Kurt Vonnegut left the planet five years ago today. If you noticed his absence then, surely you also know by how much the world has not been the same since.
Some things, however, have not changed: Kurt found the world humorous, hapless, sadly lacking -- a pratfall away from cheating death or a breath from unimaginable brilliance. Or both, maybe simultaneously. He has said, "Human beings might as well look for diamond tiaras in the gutter as for rewards and punishments that were fair."

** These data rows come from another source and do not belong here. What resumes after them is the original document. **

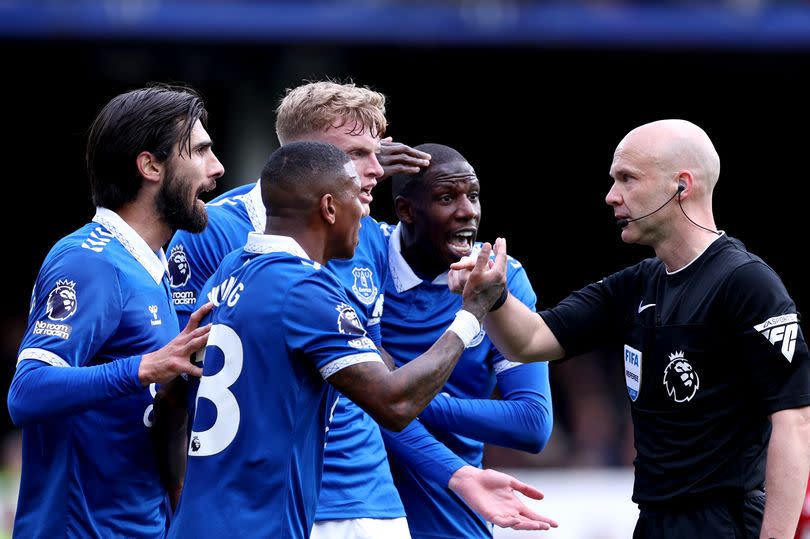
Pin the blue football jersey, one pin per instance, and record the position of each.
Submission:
(101, 299)
(282, 324)
(357, 481)
(416, 313)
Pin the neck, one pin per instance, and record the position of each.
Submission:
(312, 241)
(143, 218)
(682, 249)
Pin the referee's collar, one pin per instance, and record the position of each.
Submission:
(153, 261)
(401, 272)
(255, 207)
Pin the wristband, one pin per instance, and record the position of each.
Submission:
(466, 326)
(500, 301)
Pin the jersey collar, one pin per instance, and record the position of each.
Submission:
(269, 243)
(153, 261)
(401, 272)
(722, 233)
(255, 208)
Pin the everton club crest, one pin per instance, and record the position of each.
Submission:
(363, 286)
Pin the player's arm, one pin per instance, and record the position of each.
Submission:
(398, 158)
(393, 399)
(522, 419)
(786, 471)
(517, 331)
(45, 384)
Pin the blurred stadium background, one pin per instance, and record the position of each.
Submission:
(536, 94)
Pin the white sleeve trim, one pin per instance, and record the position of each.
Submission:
(42, 355)
(505, 365)
(346, 361)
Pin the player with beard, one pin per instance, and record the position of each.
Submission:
(716, 365)
(440, 211)
(102, 331)
(283, 326)
(358, 498)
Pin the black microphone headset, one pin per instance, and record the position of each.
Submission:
(621, 223)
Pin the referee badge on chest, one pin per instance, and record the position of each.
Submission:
(363, 286)
(632, 371)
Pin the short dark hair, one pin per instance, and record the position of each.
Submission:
(302, 171)
(403, 184)
(152, 119)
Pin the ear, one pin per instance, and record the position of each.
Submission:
(404, 210)
(149, 167)
(685, 183)
(328, 209)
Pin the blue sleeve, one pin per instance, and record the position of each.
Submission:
(193, 258)
(419, 450)
(40, 391)
(523, 419)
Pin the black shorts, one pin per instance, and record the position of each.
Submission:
(715, 519)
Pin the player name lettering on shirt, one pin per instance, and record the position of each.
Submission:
(187, 297)
(227, 293)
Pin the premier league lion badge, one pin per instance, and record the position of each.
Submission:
(680, 379)
(62, 301)
(363, 286)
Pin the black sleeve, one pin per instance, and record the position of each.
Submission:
(769, 338)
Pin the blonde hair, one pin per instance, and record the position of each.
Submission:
(316, 106)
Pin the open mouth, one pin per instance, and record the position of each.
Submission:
(460, 243)
(365, 195)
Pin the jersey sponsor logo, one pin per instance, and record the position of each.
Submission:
(348, 323)
(680, 378)
(179, 268)
(54, 330)
(363, 286)
(781, 330)
(477, 339)
(62, 301)
(632, 371)
(97, 240)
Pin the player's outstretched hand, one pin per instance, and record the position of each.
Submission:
(492, 495)
(398, 158)
(173, 359)
(487, 280)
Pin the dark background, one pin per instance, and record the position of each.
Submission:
(538, 117)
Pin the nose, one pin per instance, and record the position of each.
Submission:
(467, 209)
(217, 169)
(613, 198)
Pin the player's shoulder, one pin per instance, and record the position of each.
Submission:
(90, 248)
(513, 265)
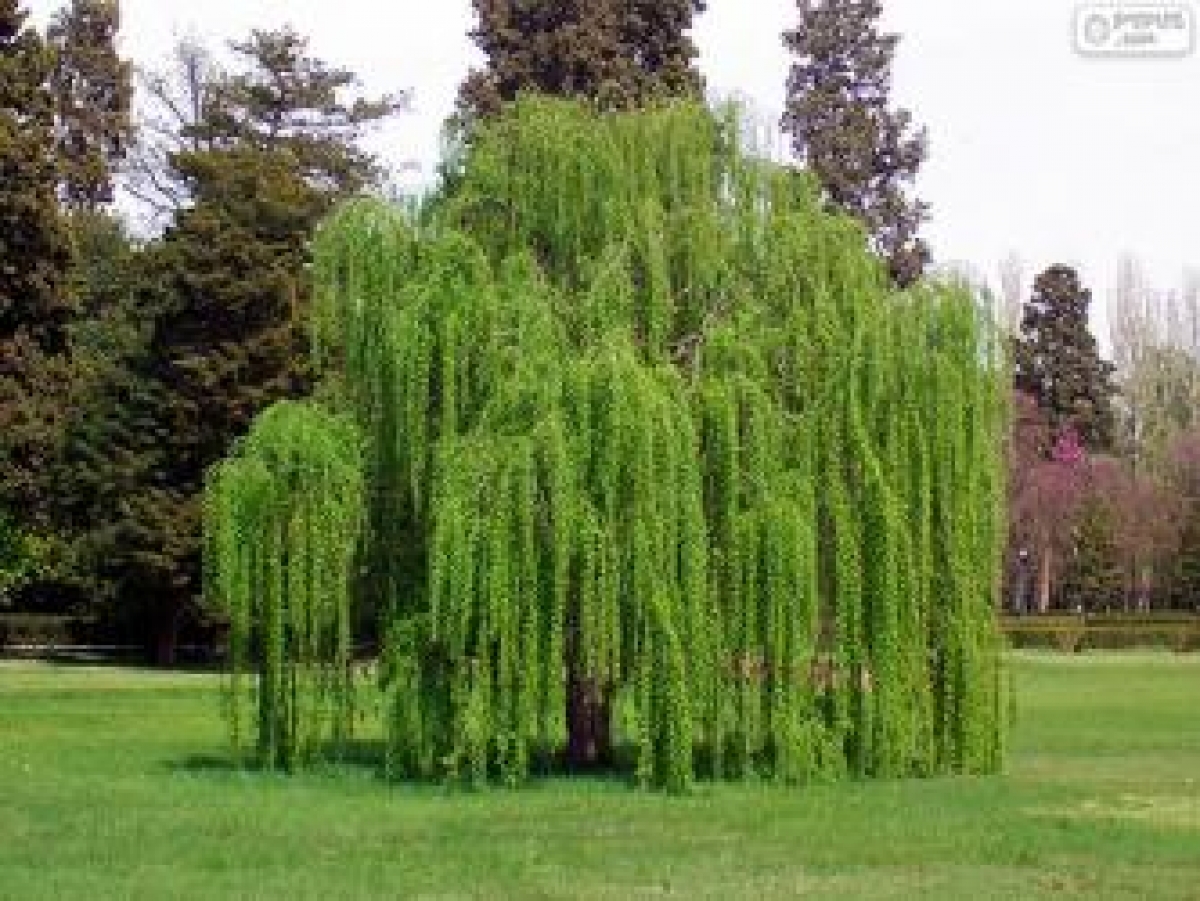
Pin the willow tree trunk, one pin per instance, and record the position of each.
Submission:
(588, 725)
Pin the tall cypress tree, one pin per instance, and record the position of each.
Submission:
(93, 92)
(843, 126)
(220, 300)
(618, 53)
(35, 259)
(1059, 361)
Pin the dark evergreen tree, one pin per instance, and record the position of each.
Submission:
(93, 92)
(214, 335)
(843, 127)
(618, 53)
(1059, 361)
(35, 259)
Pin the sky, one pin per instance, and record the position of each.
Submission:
(1036, 150)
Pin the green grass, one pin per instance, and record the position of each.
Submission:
(113, 784)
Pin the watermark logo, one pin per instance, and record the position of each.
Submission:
(1135, 30)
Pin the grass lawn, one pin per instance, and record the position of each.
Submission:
(113, 785)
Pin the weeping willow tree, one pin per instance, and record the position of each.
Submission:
(283, 517)
(659, 473)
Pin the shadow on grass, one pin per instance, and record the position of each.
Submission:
(358, 757)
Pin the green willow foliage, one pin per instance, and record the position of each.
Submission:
(646, 426)
(283, 517)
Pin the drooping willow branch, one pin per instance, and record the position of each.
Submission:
(283, 518)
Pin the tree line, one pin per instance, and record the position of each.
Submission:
(130, 366)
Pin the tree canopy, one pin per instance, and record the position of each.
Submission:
(617, 53)
(1059, 362)
(864, 151)
(652, 475)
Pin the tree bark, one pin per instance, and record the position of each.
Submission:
(1044, 580)
(588, 725)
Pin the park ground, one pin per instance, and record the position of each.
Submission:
(115, 784)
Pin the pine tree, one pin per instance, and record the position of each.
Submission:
(35, 259)
(864, 152)
(618, 53)
(93, 92)
(1059, 362)
(220, 300)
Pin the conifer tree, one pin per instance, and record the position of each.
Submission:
(35, 260)
(220, 300)
(617, 53)
(1059, 362)
(844, 128)
(93, 92)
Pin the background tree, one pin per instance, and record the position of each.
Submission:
(93, 92)
(1092, 577)
(173, 101)
(35, 260)
(838, 110)
(648, 463)
(1059, 362)
(214, 332)
(618, 53)
(1156, 348)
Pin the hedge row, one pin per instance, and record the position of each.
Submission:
(1177, 632)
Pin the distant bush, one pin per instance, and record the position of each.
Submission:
(1108, 631)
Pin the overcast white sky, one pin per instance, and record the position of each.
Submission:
(1035, 149)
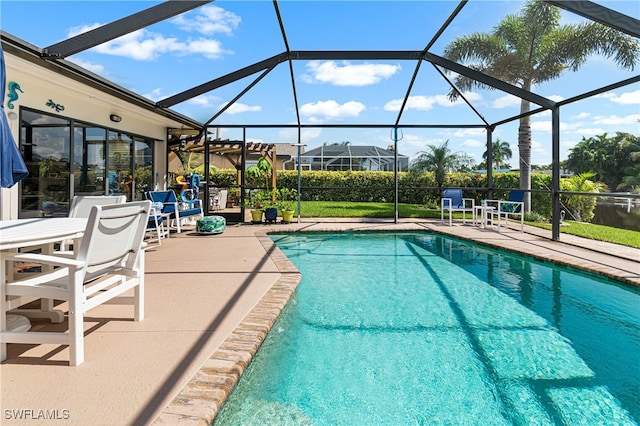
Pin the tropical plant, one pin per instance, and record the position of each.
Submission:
(533, 47)
(260, 170)
(286, 198)
(438, 160)
(580, 208)
(614, 160)
(500, 152)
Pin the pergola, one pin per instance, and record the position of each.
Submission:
(587, 9)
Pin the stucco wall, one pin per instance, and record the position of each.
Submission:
(43, 90)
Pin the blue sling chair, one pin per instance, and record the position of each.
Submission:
(452, 201)
(171, 206)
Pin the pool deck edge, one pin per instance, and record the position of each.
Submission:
(204, 395)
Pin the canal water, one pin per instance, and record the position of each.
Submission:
(618, 215)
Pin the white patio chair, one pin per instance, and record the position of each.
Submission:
(109, 261)
(81, 207)
(453, 201)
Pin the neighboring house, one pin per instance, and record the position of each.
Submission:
(348, 157)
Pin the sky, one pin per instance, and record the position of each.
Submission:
(211, 41)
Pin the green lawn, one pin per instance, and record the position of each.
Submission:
(382, 210)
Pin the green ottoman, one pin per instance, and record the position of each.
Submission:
(211, 225)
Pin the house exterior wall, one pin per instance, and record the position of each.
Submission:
(47, 91)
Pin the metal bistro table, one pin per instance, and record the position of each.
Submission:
(36, 233)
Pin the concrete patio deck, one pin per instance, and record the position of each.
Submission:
(206, 311)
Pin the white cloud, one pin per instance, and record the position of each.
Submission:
(474, 143)
(144, 45)
(322, 110)
(239, 107)
(94, 68)
(347, 74)
(426, 103)
(589, 132)
(556, 98)
(307, 135)
(205, 101)
(541, 126)
(208, 20)
(628, 98)
(474, 132)
(74, 31)
(506, 101)
(614, 120)
(155, 95)
(580, 116)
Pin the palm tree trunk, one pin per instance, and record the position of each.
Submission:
(524, 148)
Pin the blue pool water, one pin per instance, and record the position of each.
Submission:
(419, 329)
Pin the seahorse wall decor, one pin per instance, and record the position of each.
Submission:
(12, 93)
(57, 107)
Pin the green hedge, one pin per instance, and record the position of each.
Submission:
(414, 188)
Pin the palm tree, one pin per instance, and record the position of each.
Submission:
(530, 48)
(500, 152)
(438, 160)
(581, 208)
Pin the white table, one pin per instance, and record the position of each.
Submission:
(37, 232)
(22, 233)
(482, 212)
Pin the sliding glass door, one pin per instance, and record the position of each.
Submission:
(67, 158)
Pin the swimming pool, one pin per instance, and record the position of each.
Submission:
(417, 328)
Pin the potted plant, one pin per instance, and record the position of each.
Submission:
(287, 198)
(262, 199)
(255, 203)
(271, 204)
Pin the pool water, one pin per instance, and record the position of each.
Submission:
(420, 329)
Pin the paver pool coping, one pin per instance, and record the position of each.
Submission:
(200, 400)
(204, 395)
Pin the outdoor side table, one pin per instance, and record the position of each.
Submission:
(481, 215)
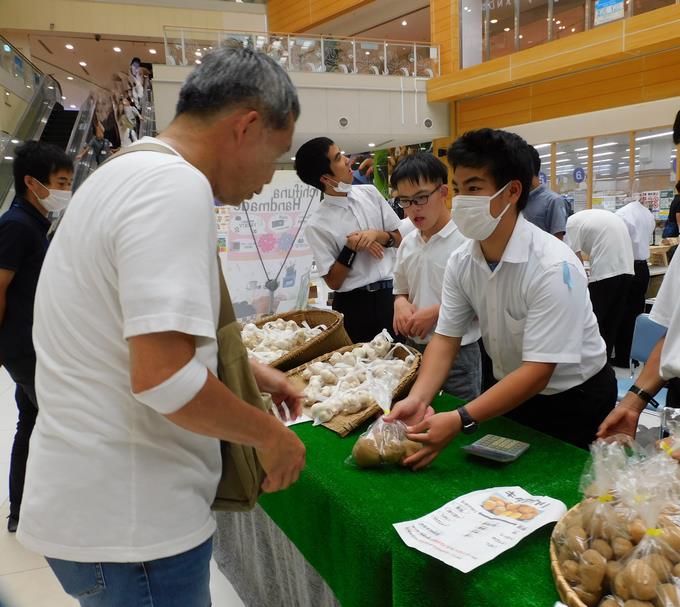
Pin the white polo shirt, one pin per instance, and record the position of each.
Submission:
(533, 307)
(363, 208)
(604, 238)
(419, 271)
(640, 223)
(108, 477)
(666, 312)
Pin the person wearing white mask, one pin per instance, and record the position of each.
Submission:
(353, 235)
(43, 175)
(530, 294)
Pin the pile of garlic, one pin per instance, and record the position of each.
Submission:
(354, 380)
(276, 338)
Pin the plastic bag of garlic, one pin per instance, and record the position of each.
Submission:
(276, 338)
(354, 380)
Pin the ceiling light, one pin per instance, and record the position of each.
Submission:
(654, 136)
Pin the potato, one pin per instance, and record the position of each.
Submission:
(603, 548)
(591, 599)
(641, 580)
(365, 453)
(621, 547)
(620, 586)
(593, 568)
(668, 595)
(661, 565)
(636, 530)
(613, 569)
(577, 539)
(570, 571)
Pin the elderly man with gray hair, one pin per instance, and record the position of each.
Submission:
(125, 458)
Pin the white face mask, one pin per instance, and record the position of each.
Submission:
(472, 215)
(342, 188)
(57, 200)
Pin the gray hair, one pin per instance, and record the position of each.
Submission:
(232, 77)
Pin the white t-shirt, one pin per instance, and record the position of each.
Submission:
(109, 478)
(363, 208)
(604, 238)
(640, 223)
(666, 312)
(533, 307)
(419, 271)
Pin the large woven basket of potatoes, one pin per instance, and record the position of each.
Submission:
(343, 389)
(291, 339)
(620, 547)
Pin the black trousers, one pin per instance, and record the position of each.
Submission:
(572, 416)
(633, 305)
(366, 313)
(608, 297)
(22, 372)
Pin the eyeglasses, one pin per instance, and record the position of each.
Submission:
(419, 201)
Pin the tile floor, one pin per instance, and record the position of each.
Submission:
(25, 578)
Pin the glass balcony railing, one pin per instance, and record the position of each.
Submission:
(310, 53)
(507, 26)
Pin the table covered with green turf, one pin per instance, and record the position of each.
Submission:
(340, 519)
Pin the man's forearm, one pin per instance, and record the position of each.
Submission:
(438, 359)
(514, 389)
(216, 411)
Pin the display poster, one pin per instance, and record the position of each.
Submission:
(277, 279)
(609, 10)
(475, 528)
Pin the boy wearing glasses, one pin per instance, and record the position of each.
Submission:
(420, 182)
(530, 294)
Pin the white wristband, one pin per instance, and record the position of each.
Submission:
(177, 390)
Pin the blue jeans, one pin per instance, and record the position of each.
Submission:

He was the author of 14 novels, 5 scripts, 5 short story collections, and 5 books of essays, and countless drawings, all filled with effervescent, irreverent, self-fluorescing Vonnegutian wit and crinkled-smile insights. "Cat's Cradle" was one such book, in which Kurt created a fanciful and poetic religion, Bokononism -- along with the end of the world, of course. The new religion gently explained the way of things, in rhyming "calypsos," using rare pairings of wry humor plied with the harsh truth:
"Tiger got to hunt, bird got to fly / Man got to sit and wonder, 'Why, why, why?'
"Tiger got to sleep, bird got to land / Man got to tell himself he understand."
Kurt had a wide-ranging imagination, inventing the planet Tralfamadore, a poisonously-interlocking form of ice, herds of handheld electronic bugaboos to bewilder and baffle his perplexed characters, along with a scientific theory of variable gravity -- playfully crediting that wonder with the effortless movement of mammoth stone blocks, easing completion of the pyramids in Egypt.